The installation plays with the boundaries of form and consciousness through play with the material and the immaterial. From Beyond, invites the reader to interact with a digitally augmented Ouija Board. The Ouija Board (also known as the “talking board”) is well-explored in popular culture as a device that is traditionally employed in an attempt to communicate with the dead, who are themselves voiceless and thus can be “heard” only through the indication of written letters. The board is thus itself an interface that plays at the boundaries of the real and the presumed supernatural, as it operates through superstition: readers place their fingers on the planchette and it moves to answer questions, with a “Yes” or “No” placed on the board. Likewise, our digitally enhanced Ouija Board invites the user to guide a planchette (a pointer) as a tactile interface for making binary decisions while traversing a hypertextual work on a screen that serves as a lens between the reader’s world and the world of the story.
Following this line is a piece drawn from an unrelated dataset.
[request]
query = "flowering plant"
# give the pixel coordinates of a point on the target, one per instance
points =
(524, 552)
Our Ouija board and planchette is the physical interface to a modified Twine application, hiding its mechanisms from the reader’s awareness. Twine is an HTML-based interactive fiction storytelling platform that already has a growing number of pieces demonstrating its power and range. Twine is best characterized by its accessibility and the versatility of discrete choices presented to users. Each segment of the scenes in the story are projected in an ethereal fashion through the use of templated text and choice-links whose backgrounds, images and fonts can be customized through stylesheets and which keep in the theme of a view into the real world from the spirit realm. Each choice a visitor or group of visitors to the installation makes by moving the planchette will be incorporated into an ongoing story. The web page will use web sockets to receive input from the Arduino microcontroller connected to the sensors embedded inside the board. These sensors are triggered by a magnet in the planchette itself, and thus the seam between digital and physical is hidden beneath the surface, appearing as any board of this type. This invites the reader to contemplate the ghost in the machine, and, indeed, to embody that ghost through their own physical movement to produce digital input. The reader in the work may first approach the Ouija board assuming they are entering a story in which they communicate with ghosts, but in fact the reader will embody (or disembody) a ghost as they interact with the installation. As the ghost story unfolds, our transformation of the Ouija board will draw upon both the history of supernatural belief in the board’s role as a communication device and the potential of digital modalities to produce new ghosts. As this year’s conference is focused on the “ends” of electronic literature, we believe this metaphorical exploration of endings and unseen yet tangible interfaces is particularly fitting.